Di era reformasi, elemen-elemen muda seperti Forum Ukhuwah Islamiyah (FUI) Sulawesi Selatan mengadakan seminar dan dialog terbuka Syari’at Islam sebagai respon terhadap dinamika politik tanah air dan besarnya animo masyarakat untuk pemberlakuan Syari’at Islam secara legal formal.

Dari dialog ini kemudian merekomendasikan pelaksanaan kongres Umat Islam se-Sulawesi Selatan di Makassar.

Maka pada tanggal 19-21 Oktober 2000, FUI Sulawesi Selatan menggelar Kongres Umat Islam Pertama se-Sulawesi Selatan yang bertempat di Asrama Haji Sudiang Makassar, yang melahirkan beberapa keputusan dan pembentukan suatu wadah perjuangan penegakan Syari’at Islam yang di sebut Komite Persiapan Penegakan Syari’at Islam (KPPSI) Sulawesi Selatan.

KPPSI diberi amanat memperjuangkan pemberlakuan Syari’at Islam di Sulawesi Selatan melalui otonomi khusus secara konstitusional, demokratis dan tetap dalam bingkai Negara Kesatuan Republik Indonesia (NKRI).

KPPSI dalam kiprahnya melaksanakan amanah kongres telah berhasil membentuk KPPSI daerah di 24 Kabupaten/kota se-Sulawesi Selatan.

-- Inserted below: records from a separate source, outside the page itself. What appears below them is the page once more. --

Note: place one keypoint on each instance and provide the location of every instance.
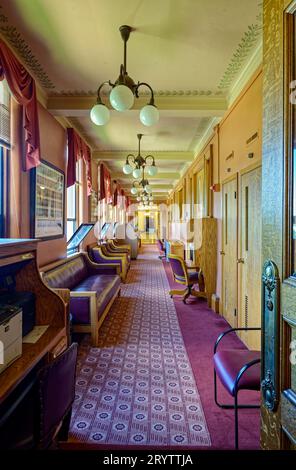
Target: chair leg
(236, 421)
(187, 294)
(64, 430)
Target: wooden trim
(249, 168)
(288, 146)
(229, 178)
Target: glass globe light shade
(152, 170)
(134, 191)
(136, 173)
(100, 114)
(149, 115)
(121, 98)
(127, 169)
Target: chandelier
(123, 92)
(145, 198)
(143, 185)
(136, 164)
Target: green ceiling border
(247, 43)
(14, 38)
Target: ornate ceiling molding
(15, 40)
(248, 42)
(83, 93)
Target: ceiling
(191, 52)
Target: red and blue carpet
(137, 387)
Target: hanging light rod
(144, 183)
(123, 92)
(136, 164)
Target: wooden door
(249, 261)
(229, 251)
(278, 422)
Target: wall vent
(246, 311)
(253, 137)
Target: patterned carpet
(137, 387)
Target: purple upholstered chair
(183, 276)
(40, 416)
(161, 248)
(56, 390)
(237, 369)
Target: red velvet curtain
(105, 184)
(77, 149)
(23, 88)
(116, 195)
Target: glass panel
(293, 365)
(71, 226)
(71, 202)
(78, 236)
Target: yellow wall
(230, 150)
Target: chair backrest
(67, 274)
(160, 245)
(56, 389)
(179, 268)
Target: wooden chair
(183, 276)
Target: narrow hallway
(138, 386)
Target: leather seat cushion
(105, 287)
(68, 274)
(228, 363)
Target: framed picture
(94, 198)
(47, 201)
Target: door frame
(225, 181)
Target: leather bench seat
(93, 289)
(104, 285)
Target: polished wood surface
(205, 253)
(50, 310)
(229, 252)
(278, 40)
(249, 267)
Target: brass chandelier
(136, 164)
(123, 92)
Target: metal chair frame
(236, 406)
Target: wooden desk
(19, 258)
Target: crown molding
(157, 93)
(78, 106)
(253, 64)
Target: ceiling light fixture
(123, 92)
(136, 164)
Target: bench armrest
(221, 336)
(101, 268)
(85, 293)
(63, 293)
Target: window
(71, 211)
(73, 202)
(4, 152)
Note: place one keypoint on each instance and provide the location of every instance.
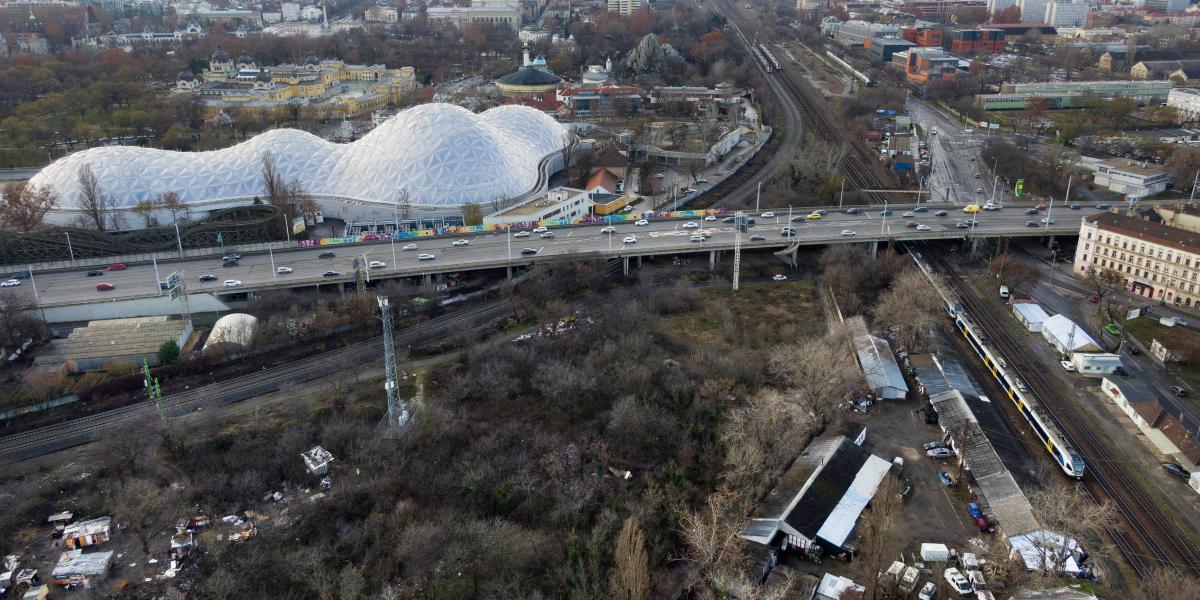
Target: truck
(981, 520)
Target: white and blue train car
(1054, 441)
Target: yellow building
(322, 89)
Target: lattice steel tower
(397, 409)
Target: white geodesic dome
(442, 155)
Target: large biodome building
(441, 155)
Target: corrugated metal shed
(1005, 498)
(879, 363)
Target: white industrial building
(1067, 15)
(1033, 11)
(1068, 337)
(1131, 178)
(625, 7)
(480, 11)
(1186, 102)
(1030, 315)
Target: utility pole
(397, 408)
(154, 391)
(738, 223)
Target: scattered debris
(317, 461)
(87, 533)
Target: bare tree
(630, 573)
(91, 198)
(816, 372)
(287, 196)
(173, 204)
(909, 310)
(1068, 510)
(144, 209)
(24, 205)
(876, 528)
(712, 534)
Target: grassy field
(1147, 329)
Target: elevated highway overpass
(258, 273)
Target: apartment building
(1156, 259)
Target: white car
(958, 582)
(927, 591)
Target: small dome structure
(232, 333)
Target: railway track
(88, 429)
(814, 114)
(1149, 538)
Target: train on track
(1031, 409)
(766, 58)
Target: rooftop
(1147, 231)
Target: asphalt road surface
(496, 251)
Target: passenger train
(1038, 418)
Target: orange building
(924, 37)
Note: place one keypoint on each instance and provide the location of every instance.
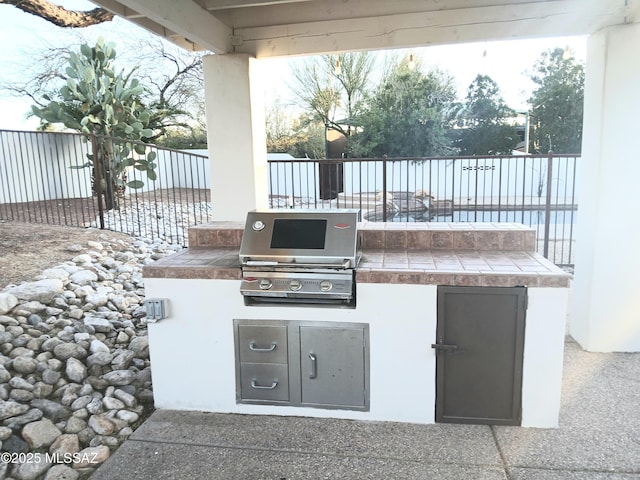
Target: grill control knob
(258, 225)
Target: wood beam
(225, 4)
(188, 20)
(537, 19)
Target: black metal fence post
(547, 205)
(384, 188)
(97, 179)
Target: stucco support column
(606, 290)
(236, 135)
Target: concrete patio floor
(598, 439)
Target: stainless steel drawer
(259, 381)
(262, 343)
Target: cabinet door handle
(441, 347)
(314, 366)
(262, 387)
(253, 348)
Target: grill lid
(301, 238)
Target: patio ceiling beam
(493, 22)
(198, 28)
(225, 4)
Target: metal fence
(536, 190)
(42, 181)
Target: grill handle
(253, 348)
(346, 264)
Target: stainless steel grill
(300, 257)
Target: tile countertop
(504, 268)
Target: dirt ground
(26, 249)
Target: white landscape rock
(41, 433)
(75, 371)
(41, 291)
(7, 302)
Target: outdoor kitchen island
(453, 322)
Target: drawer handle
(253, 348)
(262, 387)
(314, 366)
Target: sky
(506, 62)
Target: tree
(409, 114)
(484, 121)
(172, 76)
(96, 100)
(301, 137)
(332, 87)
(60, 16)
(558, 102)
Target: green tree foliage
(483, 122)
(332, 88)
(558, 102)
(302, 137)
(97, 100)
(409, 114)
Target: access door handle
(314, 366)
(443, 347)
(255, 385)
(254, 348)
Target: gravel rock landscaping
(75, 378)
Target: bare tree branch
(60, 16)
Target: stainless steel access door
(333, 366)
(479, 347)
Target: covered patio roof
(275, 28)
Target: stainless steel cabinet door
(332, 362)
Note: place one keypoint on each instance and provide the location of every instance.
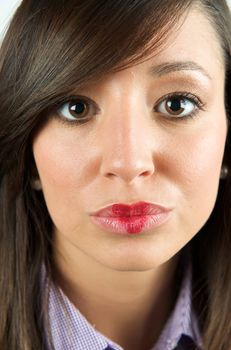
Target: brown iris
(173, 106)
(78, 109)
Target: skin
(125, 154)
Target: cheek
(63, 168)
(198, 170)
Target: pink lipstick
(131, 219)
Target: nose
(128, 148)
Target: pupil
(79, 107)
(175, 105)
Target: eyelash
(199, 105)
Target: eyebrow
(175, 66)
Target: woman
(115, 176)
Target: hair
(50, 49)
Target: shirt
(70, 329)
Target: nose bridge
(127, 152)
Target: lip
(131, 219)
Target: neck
(129, 307)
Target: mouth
(131, 219)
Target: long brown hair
(50, 49)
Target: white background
(7, 8)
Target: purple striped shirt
(70, 330)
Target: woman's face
(131, 149)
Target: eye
(179, 106)
(78, 110)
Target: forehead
(192, 46)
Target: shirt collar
(70, 330)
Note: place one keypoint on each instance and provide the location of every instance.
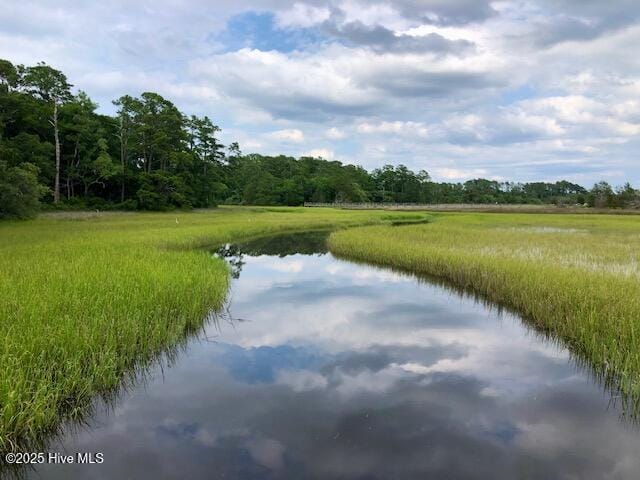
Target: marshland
(518, 306)
(322, 239)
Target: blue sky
(521, 90)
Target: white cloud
(320, 152)
(546, 89)
(288, 135)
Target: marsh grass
(85, 299)
(574, 278)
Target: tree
(127, 106)
(51, 86)
(19, 191)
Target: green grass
(574, 277)
(87, 297)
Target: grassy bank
(84, 297)
(576, 277)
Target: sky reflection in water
(347, 371)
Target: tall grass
(575, 277)
(84, 298)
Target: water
(321, 368)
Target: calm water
(322, 368)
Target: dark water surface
(322, 368)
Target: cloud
(320, 153)
(288, 135)
(381, 39)
(542, 88)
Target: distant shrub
(19, 191)
(162, 191)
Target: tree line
(57, 151)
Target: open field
(87, 296)
(478, 207)
(575, 277)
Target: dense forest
(57, 151)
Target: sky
(509, 90)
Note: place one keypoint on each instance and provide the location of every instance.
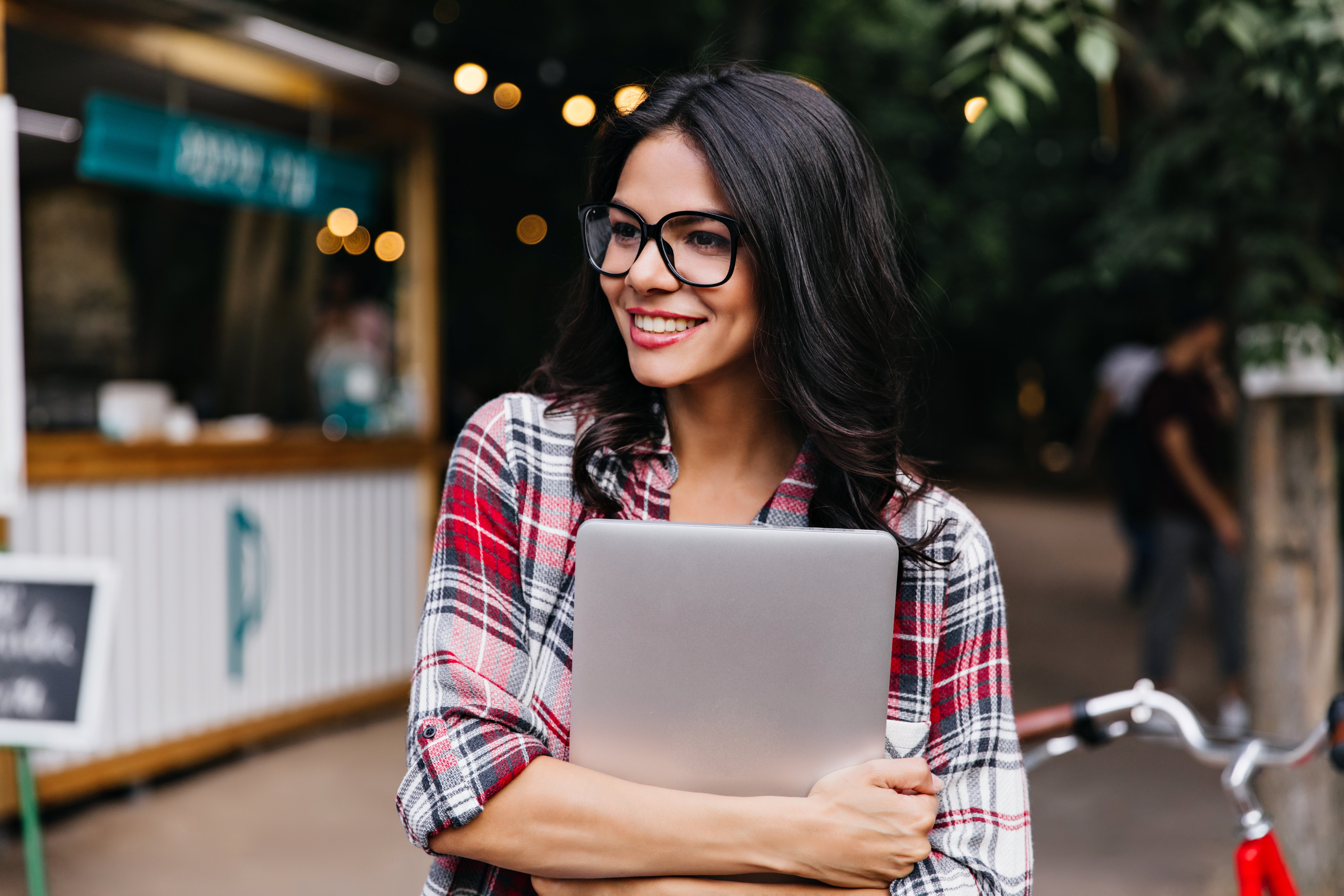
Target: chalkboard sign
(54, 640)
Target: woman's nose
(650, 273)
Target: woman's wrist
(780, 828)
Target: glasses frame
(654, 233)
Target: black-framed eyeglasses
(701, 249)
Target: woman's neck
(734, 443)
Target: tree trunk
(1294, 621)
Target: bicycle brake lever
(1337, 722)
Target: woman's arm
(982, 840)
(685, 887)
(557, 820)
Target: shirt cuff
(455, 770)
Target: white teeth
(651, 324)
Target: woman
(734, 354)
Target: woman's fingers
(894, 774)
(906, 774)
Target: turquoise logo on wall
(139, 146)
(247, 584)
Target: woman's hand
(867, 825)
(681, 887)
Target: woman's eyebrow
(710, 210)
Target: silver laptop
(730, 659)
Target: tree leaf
(1099, 54)
(982, 127)
(1026, 72)
(1007, 100)
(971, 45)
(1038, 35)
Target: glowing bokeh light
(507, 96)
(342, 222)
(470, 78)
(531, 230)
(389, 246)
(357, 242)
(975, 107)
(578, 111)
(630, 97)
(329, 244)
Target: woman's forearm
(558, 820)
(861, 827)
(685, 887)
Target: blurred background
(275, 254)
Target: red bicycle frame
(1260, 867)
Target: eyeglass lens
(701, 248)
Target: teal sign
(139, 146)
(247, 584)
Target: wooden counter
(88, 457)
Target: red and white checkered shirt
(492, 683)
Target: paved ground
(316, 817)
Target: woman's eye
(703, 240)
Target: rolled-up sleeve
(982, 839)
(470, 730)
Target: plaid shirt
(492, 683)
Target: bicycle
(1260, 864)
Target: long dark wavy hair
(838, 323)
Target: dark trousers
(1182, 545)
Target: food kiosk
(187, 308)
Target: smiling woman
(734, 353)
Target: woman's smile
(658, 330)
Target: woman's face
(678, 334)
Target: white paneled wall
(342, 592)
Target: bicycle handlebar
(1081, 719)
(1335, 719)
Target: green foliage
(1234, 113)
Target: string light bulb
(578, 111)
(630, 97)
(357, 242)
(974, 108)
(329, 244)
(389, 246)
(507, 96)
(470, 78)
(531, 230)
(342, 222)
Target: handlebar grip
(1337, 721)
(1046, 723)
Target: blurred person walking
(1186, 414)
(1123, 377)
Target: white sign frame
(14, 484)
(93, 676)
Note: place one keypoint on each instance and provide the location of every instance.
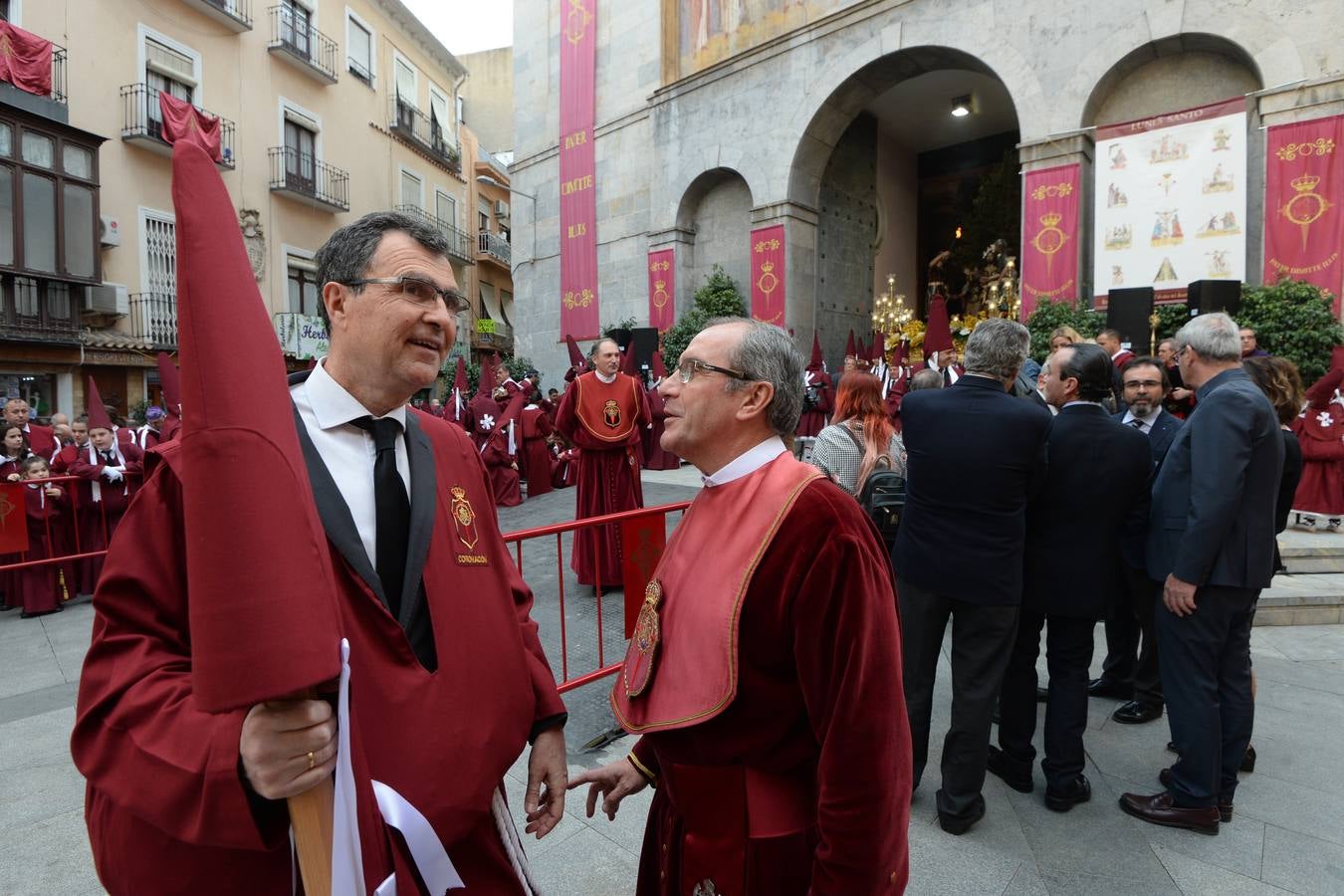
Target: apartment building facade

Pemerintah/DPRD propinsi pun memberikan respon yang sangat baik dengan adanya kesepakatan bersama anggota DPRD Sulawesi Selatan untuk melegal-formalkan pemberlakuan Syari’at Islam di Sulawesi Selatan, dengan rekomendasi DPRD Sulawesi Selatan tertanggal 23 April 2001 dan ditandatangani langsung pimpinan DPRD, serta seluruh ketua fraksi.

Rekomendasi tersebut diantar dan dijelaskan langsung kepada pimpinan DPR-RI pada tanggal 25 April oleh wakil ketua DPRD Sulawesi Selatan beserta seluruh ketua frraksi dan pengurus KPPSI. Untuk selanjutnya, rekomendasi di sampaikan kepada Presiden RI dengan surat No. 309/DPRD/2001 tanggal 24 April 2001.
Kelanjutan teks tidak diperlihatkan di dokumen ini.